An error budget reflects how much (or how long) can any service fail to deliver our customers’ expectations without consequences.

This can be seen from two different perspectives:

  • Contractual Uptime SLAs: We offer 99.95% uptime to our Enterprise Customers. That means that each month we have a budget of 21m 54s downtime before our budget is exhausted.
  • Internal SLOs: Beyond uptime, we’ve defined (as explained before) the levels of services that our customers (and we) expect from our features during a given period of time. If our services fail to meet those expectations the budget will be exhausted.

What happens when an Error Budget is exhausted? This is the biggest change we’ve made, and the one I’m happiest to announce: When Error Budgets are exhausted, the relevant teams will stop any ongoing feature work and move into Reliability roadmap work until the affected SLO/SLA starts performing at the level our customers expect. Everyone at Buildkite was on board with this, and I’m proud of it.

Cloud footprint

All our infrastructure runs on AWS, in a single region, and until recently, in 2 availability zones.

The Reliability Review identified this as a low-effort/high impact change we could act on immediately, and so we did: Since mid-February Buildkite started operating from a third availability zone, and it’s working as expected. We now have higher resilience to AWS single AZ incidents.

A multi-region plan was drafted and estimated but was deprioritised in lieu of other more impactful initiatives.

Deploying when Buildkite is down

Similarly to many of our customers, the Buildkite Engineering team uses Buildkite itself to deploy our code. Things get spicy when we need to deploy a mitigation for an incident while our main deployment tool is operating at downgraded performance, or not working at all.

We have a backup tool, but it leaves too much room for human error and not every engineer at Buildkite knew how to use it. Things were not going to get any better considering we’ve doubled the size of the team in the last few months and are going to double it again soon, so we underwent a documentation/learning exercise so engineers feel safer using the tool.
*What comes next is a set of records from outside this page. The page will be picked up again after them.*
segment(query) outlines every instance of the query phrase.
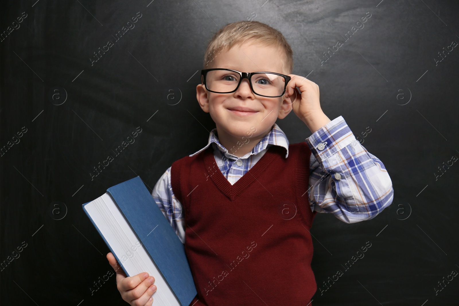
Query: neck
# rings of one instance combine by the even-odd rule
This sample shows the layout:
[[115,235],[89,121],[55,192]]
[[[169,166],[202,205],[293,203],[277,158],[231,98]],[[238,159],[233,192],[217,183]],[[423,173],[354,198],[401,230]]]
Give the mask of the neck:
[[218,131],[217,129],[217,136],[220,144],[228,150],[228,153],[241,157],[252,151],[260,140],[270,131],[270,128],[260,134],[254,134],[249,137],[246,135],[235,136],[223,131]]

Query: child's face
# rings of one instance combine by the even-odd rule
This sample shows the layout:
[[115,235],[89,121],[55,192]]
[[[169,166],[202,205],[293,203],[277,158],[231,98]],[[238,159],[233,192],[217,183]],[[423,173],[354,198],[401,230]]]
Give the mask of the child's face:
[[[206,68],[288,74],[283,67],[285,56],[278,48],[252,44],[246,42],[224,50],[215,56],[211,67]],[[255,136],[263,137],[270,131],[277,118],[283,119],[292,109],[289,101],[285,100],[285,95],[269,98],[254,94],[246,78],[242,80],[236,91],[230,94],[211,92],[200,84],[196,87],[196,97],[202,110],[210,113],[219,135],[224,134],[235,138],[247,137],[255,128]],[[230,109],[238,106],[254,111],[241,113]]]

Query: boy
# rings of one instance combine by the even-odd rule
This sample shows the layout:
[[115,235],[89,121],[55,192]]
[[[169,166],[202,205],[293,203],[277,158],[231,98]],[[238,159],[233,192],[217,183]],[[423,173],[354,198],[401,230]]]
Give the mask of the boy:
[[[198,292],[190,305],[311,305],[314,217],[374,217],[392,202],[390,178],[341,116],[324,113],[317,85],[289,74],[292,52],[280,32],[230,23],[206,54],[196,97],[216,128],[152,193],[185,244]],[[306,142],[289,145],[275,123],[292,109],[313,133]],[[154,278],[126,278],[107,258],[123,299],[151,305]]]

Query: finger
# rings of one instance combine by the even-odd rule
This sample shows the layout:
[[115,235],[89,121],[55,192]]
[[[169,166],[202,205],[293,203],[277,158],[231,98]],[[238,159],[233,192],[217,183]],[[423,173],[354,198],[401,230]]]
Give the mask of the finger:
[[[142,296],[138,299],[138,300],[134,300],[131,301],[131,305],[142,305],[142,306],[151,306],[153,304],[154,298],[152,296],[153,294],[156,292],[157,289],[154,285],[151,285],[145,291],[145,293],[142,295]],[[146,301],[144,304],[144,301]]]
[[126,273],[124,273],[124,271],[123,270],[123,269],[121,268],[120,265],[118,264],[118,262],[117,262],[116,259],[115,258],[115,256],[113,256],[113,255],[112,254],[111,252],[107,254],[107,259],[108,260],[108,262],[110,264],[110,266],[111,266],[113,268],[113,270],[115,270],[115,272],[116,272],[117,274],[121,274],[124,277],[126,277],[127,276],[127,275],[126,275]]
[[126,295],[127,300],[130,300],[131,305],[145,305],[157,290],[156,286],[153,284],[154,281],[154,278],[150,276],[134,289],[129,290]]

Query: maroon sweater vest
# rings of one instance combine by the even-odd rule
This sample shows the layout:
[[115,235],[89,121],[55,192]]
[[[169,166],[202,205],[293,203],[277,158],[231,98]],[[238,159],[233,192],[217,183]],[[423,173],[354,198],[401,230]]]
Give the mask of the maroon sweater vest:
[[197,291],[190,305],[306,306],[317,289],[308,144],[291,144],[287,158],[285,148],[271,146],[233,185],[212,149],[171,170]]

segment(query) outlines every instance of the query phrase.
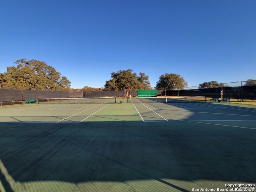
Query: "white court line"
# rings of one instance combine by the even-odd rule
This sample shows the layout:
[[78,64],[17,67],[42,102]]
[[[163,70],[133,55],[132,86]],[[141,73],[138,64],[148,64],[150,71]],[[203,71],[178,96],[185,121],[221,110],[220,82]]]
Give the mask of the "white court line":
[[103,108],[102,108],[101,109],[100,109],[100,110],[98,110],[98,111],[97,111],[96,112],[95,112],[94,113],[93,113],[91,115],[90,115],[90,116],[88,116],[87,117],[86,117],[86,118],[85,118],[85,119],[83,119],[82,121],[81,121],[80,122],[79,122],[80,123],[81,122],[82,122],[82,121],[84,121],[84,120],[85,120],[87,118],[90,117],[91,116],[92,116],[93,115],[94,115],[95,114],[96,114],[96,113],[97,113],[97,112],[100,111],[100,110],[101,110],[102,109],[104,109],[104,108],[105,108],[107,106],[108,106],[109,105],[110,105],[110,103],[109,104],[108,104],[108,105],[106,105],[106,106],[105,106],[104,107],[103,107]]
[[146,106],[146,105],[145,105],[144,104],[143,104],[142,103],[141,103],[139,101],[138,101],[138,100],[137,100],[138,101],[140,104],[142,104],[142,105],[143,105],[144,106],[145,106],[147,108],[148,108],[148,109],[149,109],[150,110],[151,110],[153,112],[154,112],[154,113],[155,113],[157,115],[159,116],[160,117],[161,117],[161,118],[162,118],[163,119],[164,119],[164,120],[165,120],[166,121],[168,121],[168,120],[167,120],[167,119],[166,119],[165,118],[162,117],[161,116],[160,116],[160,114],[159,114],[158,113],[157,113],[156,112],[155,112],[153,110],[152,110],[151,109],[150,109],[150,108],[148,107],[147,106]]
[[138,113],[139,114],[139,115],[140,115],[140,118],[141,118],[141,119],[142,120],[142,121],[145,121],[143,119],[143,118],[142,118],[142,117],[141,116],[141,115],[140,115],[140,112],[139,112],[139,111],[138,110],[138,109],[137,109],[137,108],[136,108],[136,107],[135,106],[135,105],[134,105],[134,104],[133,103],[133,102],[132,102],[132,104],[133,104],[133,106],[134,106],[134,107],[135,108],[135,109],[136,109],[136,110],[137,111],[137,112],[138,112]]
[[[76,114],[74,114],[74,115],[72,115],[72,116],[70,116],[69,117],[66,117],[66,118],[64,118],[64,119],[62,119],[61,120],[60,120],[59,121],[57,121],[57,122],[56,122],[56,123],[58,123],[59,122],[60,122],[60,121],[63,121],[63,120],[65,120],[65,119],[67,119],[67,118],[69,118],[70,117],[72,117],[72,116],[74,116],[75,115],[77,115],[78,114],[79,114],[80,113],[82,113],[83,112],[84,112],[85,111],[87,111],[87,110],[89,110],[89,109],[92,109],[92,108],[94,108],[94,107],[96,107],[96,106],[98,106],[99,105],[101,105],[101,104],[103,104],[103,103],[101,103],[100,104],[99,104],[98,105],[96,105],[96,106],[94,106],[94,107],[91,107],[91,108],[89,108],[89,109],[86,109],[86,110],[83,110],[83,111],[81,111],[81,112],[79,112],[79,113],[76,113]],[[108,105],[109,105],[109,104],[108,104]],[[108,106],[108,105],[107,105],[106,106]]]

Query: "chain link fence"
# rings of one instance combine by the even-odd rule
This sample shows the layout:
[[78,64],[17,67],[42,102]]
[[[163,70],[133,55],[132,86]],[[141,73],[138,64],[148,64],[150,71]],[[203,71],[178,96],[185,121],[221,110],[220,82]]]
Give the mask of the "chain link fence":
[[256,104],[256,80],[220,83],[203,88],[185,87],[182,90],[162,91],[162,94],[173,96],[206,96],[208,100],[213,97],[220,100],[228,98],[234,103]]

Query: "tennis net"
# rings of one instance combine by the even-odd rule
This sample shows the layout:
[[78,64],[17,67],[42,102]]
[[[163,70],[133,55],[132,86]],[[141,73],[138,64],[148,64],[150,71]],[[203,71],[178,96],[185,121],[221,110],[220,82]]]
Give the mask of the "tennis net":
[[192,103],[206,102],[206,96],[177,97],[130,97],[127,98],[127,103]]
[[38,104],[90,104],[116,103],[116,97],[93,98],[39,98]]

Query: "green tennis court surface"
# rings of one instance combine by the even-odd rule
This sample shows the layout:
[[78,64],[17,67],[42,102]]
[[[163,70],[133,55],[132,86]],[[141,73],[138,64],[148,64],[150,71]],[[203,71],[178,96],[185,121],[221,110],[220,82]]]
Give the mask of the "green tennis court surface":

This is not a completed task, there are still related roadmap items, but we are already in a better position again.

Primary Database

Our primary Postgres database on RDS powers all of our components (Web, API, Rest API, GraphQL API, Agent API, Notifications). It’s our largest single point of failure, with the entire system affected and all customers experiencing degradation or unavailability when database load changes unexpectedly. Contention among requests locking builds and jobs was a recurring issue in the pattern of reliability incidents we experienced in November and December 2021, causing high amounts of lock wait time that consumed our capacity waiting for up to 60 seconds for requests to timeout.

Its increasing size (north of 40 terabytes) is not only limiting our runway but also exponentially complicating how easily we can operate our platform and do things like running zero downtime migrations in an easy way.

With the assistance of our AWS partners, we are already working on a potential migration to Aurora, which by the looks of it will require something we already have ongoing: partitioning of our largest tables. Deletion of old data is an ongoing investigation that could also alleviate the pressure.

A big chunk of the roadmap for our Foundation Team is database shaped, and we are hiring more Senior Database Engineers to accelerate it. Please reach out if these are the types of problems you enjoy solving at scale.

Are we done yet?

Our lowest uptime figure for February across all our services was 99.98%, the highest since August last year, and we hit 100% (pure) uptime during March, but we are far from done, this is only the beginning. Reliability is not something we consider will ever be “done”, it’s going to be an ongoing effort, because we’ll always want to do better, even though it’ll get harder as we continue growing.

We’ll keep broadcasting lessons we learn and changes we make around all things reliability, to bring all our customers and friends along this journey.